NASA calls off Moon rocket launch due to fuel leak
NASA delayed the much-anticipated launch of its Space Launch System rocket and uncrewed Orion capsule on Saturday.
The latest: NASA says it won't be able to launch the SLS before late September or October, opting to stand down and fix the issues that scuttled liftoff on Saturday.
Why it matters: NASA is hoping to use this rocket and capsule to one day return people to the surface of the Moon for the first time since the 1970s.
Catch up quick: The space agency decided to call off the launch after a hydrogen leak popped up during fueling that they weren't able to correct in time to get off the pad.
- Mission controllers attempted to fix the leak multiple times, but they weren't able to resolve it.
- NASA engineers are planning to make a decision on how best to fix the issue early next week.
- "We're not going to launch until it's right," NASA administrator Bill Nelson said during a post-scrub press conference Saturday.
- This delay comes after technical issues scrubbed an earlier launch attempt on Monday.

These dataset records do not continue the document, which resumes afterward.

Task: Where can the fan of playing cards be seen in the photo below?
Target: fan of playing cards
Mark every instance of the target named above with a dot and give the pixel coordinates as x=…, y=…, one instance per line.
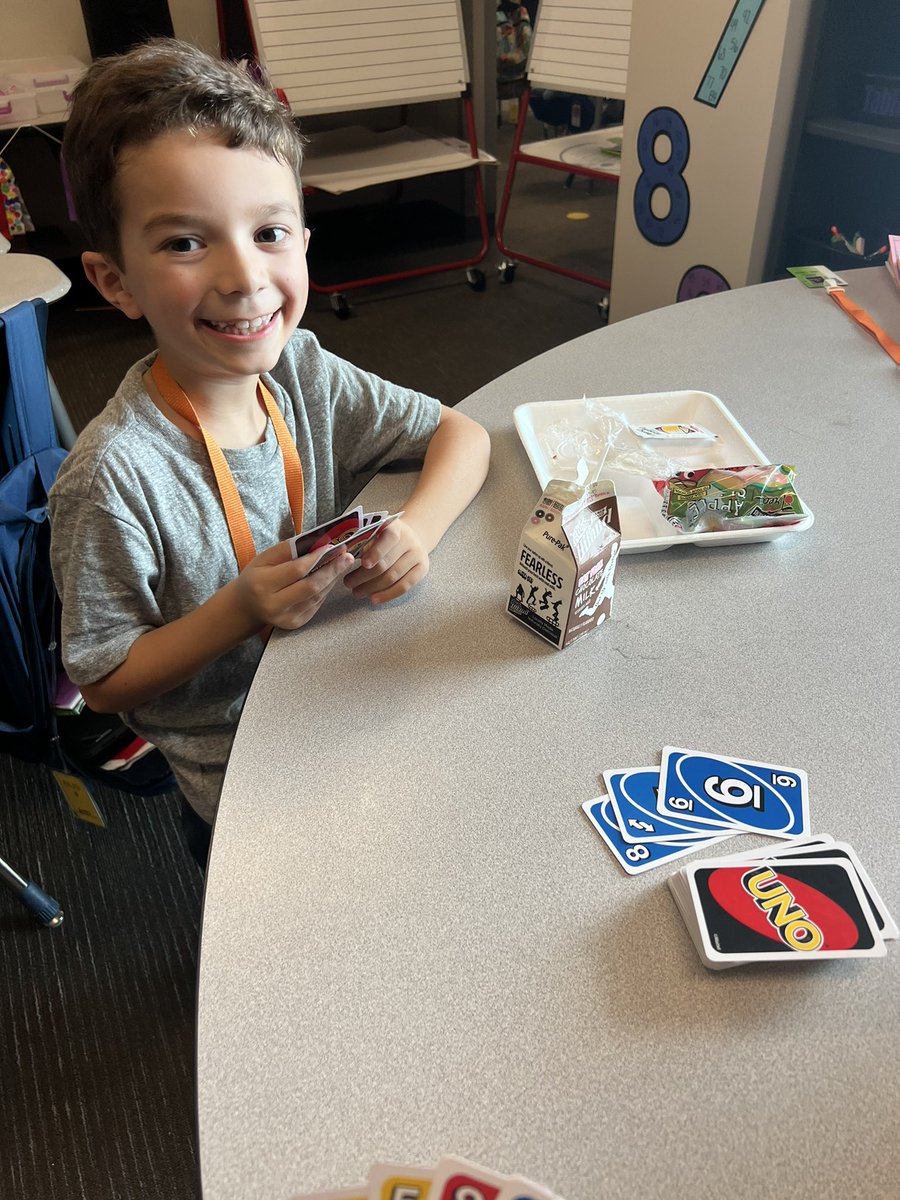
x=693, y=801
x=453, y=1179
x=808, y=899
x=352, y=532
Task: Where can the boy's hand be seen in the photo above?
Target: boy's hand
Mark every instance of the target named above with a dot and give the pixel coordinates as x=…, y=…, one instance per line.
x=276, y=589
x=393, y=563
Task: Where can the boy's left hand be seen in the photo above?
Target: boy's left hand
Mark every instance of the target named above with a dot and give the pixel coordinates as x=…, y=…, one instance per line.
x=391, y=564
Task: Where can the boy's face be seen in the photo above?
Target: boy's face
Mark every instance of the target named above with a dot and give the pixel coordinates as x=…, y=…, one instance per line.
x=214, y=256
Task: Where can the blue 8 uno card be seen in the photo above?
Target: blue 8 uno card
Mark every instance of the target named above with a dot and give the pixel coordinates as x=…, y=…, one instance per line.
x=733, y=792
x=636, y=857
x=634, y=801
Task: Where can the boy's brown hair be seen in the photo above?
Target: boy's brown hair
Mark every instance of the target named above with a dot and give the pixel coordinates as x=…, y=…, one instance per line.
x=162, y=87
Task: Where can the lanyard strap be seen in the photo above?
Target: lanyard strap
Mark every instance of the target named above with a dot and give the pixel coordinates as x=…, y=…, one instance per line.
x=238, y=525
x=862, y=318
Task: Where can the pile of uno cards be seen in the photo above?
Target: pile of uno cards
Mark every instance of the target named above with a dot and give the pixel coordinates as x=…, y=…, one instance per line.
x=808, y=899
x=352, y=532
x=805, y=900
x=691, y=801
x=453, y=1179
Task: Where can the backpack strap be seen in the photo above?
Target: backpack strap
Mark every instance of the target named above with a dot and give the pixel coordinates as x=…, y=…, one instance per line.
x=28, y=425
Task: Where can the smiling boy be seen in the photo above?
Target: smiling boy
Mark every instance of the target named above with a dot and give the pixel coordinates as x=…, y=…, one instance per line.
x=185, y=175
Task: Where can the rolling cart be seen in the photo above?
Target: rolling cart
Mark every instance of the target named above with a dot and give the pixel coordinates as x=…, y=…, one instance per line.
x=580, y=48
x=353, y=58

The big picture: NASA is planning to send people back to the lunar surface in 2025, with multiple SLS launches scheduled between now and then.
- This mission, called Artemis I, is designed to test out systems that will be needed to safely send people to the Moon.
- For this flight, the SLS is expected to send Orion on a journey around the Moon before the capsule comes back in for a landing on Earth, splashing down in the Pacific Ocean.
Editor's note: This story has been updated with new information about the SLS' next launch attempt.